ANA calls for audits amid FBI media buying probe

The organization is encouraging advertisers to review its media buying history and seek legal advice.

The Association of National Advertisers (ANA) is assisting the FBI with its investigation into media buying practices, the organization has confirmed.

Members have been notified and are urged to review their media buying history and contracts.

In a letter to advertisers, ANA chief executive officer Bob Liodice suggested members should "perform audits for indications of fraud and get advice on their options."

Part of the letter reads: "The FBI contacted our outside counsel requesting the cooperation of the ANA and its membership in a criminal investigation into media buying practices underway by the FBI and the United States Attorney’s Office for the Southern District of New York.

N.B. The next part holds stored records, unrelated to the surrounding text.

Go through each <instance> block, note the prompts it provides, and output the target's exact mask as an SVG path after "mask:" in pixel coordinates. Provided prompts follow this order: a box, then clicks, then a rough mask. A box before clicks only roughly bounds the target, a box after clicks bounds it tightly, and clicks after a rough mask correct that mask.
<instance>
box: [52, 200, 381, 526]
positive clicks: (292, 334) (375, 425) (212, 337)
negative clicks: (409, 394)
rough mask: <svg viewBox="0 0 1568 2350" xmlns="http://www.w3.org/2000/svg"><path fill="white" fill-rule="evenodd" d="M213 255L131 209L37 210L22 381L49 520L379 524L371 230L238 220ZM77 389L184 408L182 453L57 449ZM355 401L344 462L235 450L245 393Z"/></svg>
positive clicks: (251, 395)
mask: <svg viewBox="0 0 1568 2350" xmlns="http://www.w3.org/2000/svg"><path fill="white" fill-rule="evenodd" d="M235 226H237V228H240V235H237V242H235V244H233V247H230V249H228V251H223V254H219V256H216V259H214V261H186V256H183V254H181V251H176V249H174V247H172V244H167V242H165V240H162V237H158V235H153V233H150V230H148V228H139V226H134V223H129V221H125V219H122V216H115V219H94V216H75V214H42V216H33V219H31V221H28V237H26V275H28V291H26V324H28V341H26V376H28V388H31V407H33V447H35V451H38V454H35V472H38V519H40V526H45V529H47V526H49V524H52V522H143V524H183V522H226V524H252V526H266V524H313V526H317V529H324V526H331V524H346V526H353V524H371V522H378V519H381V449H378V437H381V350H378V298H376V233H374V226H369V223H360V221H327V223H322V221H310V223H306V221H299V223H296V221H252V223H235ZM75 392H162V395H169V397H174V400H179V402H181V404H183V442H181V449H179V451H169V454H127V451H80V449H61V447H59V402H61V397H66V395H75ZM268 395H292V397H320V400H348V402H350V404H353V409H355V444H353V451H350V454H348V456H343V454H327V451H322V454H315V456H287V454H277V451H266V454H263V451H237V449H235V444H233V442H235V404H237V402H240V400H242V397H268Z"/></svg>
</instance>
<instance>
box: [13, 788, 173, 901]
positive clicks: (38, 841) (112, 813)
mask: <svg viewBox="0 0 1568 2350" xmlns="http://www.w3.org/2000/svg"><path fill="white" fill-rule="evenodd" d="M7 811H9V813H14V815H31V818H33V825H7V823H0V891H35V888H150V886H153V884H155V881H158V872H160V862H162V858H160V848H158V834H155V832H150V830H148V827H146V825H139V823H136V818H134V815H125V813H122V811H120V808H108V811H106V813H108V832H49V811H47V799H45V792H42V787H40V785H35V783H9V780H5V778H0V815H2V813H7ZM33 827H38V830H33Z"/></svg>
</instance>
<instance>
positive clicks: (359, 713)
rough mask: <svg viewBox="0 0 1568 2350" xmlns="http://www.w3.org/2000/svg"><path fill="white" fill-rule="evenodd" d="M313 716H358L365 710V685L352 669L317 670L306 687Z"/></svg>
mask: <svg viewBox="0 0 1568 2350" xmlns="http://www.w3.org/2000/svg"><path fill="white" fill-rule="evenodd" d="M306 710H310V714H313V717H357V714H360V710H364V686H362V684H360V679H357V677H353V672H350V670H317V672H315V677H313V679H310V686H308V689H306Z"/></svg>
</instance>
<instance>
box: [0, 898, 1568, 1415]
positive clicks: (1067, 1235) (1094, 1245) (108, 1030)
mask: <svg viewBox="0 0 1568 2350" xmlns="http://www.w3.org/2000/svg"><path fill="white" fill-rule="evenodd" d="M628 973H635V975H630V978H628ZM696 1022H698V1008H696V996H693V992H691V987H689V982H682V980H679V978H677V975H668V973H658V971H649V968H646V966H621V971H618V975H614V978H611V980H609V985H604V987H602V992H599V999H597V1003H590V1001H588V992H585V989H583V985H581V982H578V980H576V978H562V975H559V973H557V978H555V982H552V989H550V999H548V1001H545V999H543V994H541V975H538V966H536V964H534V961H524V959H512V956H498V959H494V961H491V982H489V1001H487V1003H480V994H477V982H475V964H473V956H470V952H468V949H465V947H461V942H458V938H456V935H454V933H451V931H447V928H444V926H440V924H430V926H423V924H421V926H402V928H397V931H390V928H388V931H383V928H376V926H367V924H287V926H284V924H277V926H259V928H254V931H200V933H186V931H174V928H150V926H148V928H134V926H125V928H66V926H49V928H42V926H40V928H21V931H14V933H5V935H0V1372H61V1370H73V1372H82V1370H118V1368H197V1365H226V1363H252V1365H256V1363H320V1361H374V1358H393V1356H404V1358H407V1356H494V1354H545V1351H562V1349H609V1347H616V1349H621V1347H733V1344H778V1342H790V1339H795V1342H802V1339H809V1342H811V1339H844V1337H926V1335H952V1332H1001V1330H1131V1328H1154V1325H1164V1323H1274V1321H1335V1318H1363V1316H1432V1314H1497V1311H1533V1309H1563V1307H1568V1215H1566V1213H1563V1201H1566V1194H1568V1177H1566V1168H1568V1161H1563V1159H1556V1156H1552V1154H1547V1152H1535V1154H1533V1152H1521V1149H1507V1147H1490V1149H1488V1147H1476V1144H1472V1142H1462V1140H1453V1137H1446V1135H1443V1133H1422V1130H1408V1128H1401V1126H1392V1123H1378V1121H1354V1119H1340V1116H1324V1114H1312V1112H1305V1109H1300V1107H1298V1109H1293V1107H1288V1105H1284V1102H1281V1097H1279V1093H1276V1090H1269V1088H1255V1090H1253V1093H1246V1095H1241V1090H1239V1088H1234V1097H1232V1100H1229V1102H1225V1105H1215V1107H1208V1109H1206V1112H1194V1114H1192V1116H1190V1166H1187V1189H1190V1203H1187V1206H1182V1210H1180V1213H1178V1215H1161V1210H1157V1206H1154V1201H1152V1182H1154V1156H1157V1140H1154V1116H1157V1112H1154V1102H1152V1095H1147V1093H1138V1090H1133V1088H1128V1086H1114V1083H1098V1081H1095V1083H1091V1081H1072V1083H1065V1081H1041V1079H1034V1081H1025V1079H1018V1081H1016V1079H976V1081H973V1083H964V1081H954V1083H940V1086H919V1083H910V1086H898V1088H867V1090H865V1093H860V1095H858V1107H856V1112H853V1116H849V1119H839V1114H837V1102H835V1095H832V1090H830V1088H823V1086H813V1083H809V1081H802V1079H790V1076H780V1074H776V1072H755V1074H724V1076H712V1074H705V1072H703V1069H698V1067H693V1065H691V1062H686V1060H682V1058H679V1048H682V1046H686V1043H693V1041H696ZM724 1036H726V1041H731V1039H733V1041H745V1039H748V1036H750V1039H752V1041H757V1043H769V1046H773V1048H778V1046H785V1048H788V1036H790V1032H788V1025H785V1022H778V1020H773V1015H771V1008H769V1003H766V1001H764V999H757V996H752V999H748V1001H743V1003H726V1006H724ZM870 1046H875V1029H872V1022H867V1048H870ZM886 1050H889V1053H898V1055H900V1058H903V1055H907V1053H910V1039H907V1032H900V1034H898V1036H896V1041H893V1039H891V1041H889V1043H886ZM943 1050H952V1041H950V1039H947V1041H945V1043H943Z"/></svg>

"While we view the FBI’s investigation as important, the ANA itself cannot provide help to the FBI other than to share communication and information with our members."

It goes on to add: "The opening of a federal criminal investigation is a significant event to the industry and to the ANA members."

The ANA’s general counsel, Reed Smith’s Douglas Wood, and his partner, Steven A. Miller, have so far had limited discussions with the FBI.

In June, Campaign US reported it learned from multiple sources that representatives from the FBI had been contacting people with knowledge of the ad industry and asking for their help in recent months.

One source suggested the FBI is taking an interest in certain companies and the role of senior leaders in those companies.

The launch of an investigation comes in the wake of the ANA’S report by private investigators K2 Intelligence about "non-transparent" practices at U.S. media agencies in June 2016.

The report did not identify any companies by name but suggested some agency groups were receiving secret rebates from media owners and marking up the cost of ads at a profit.

Agency groups maintained that they had done nothing wrong in the wake of the ANA report.

Separately, advertisers, agencies and publishers have raised concerns about the digital media supply chain because of the rise of online ad fraud in recent years.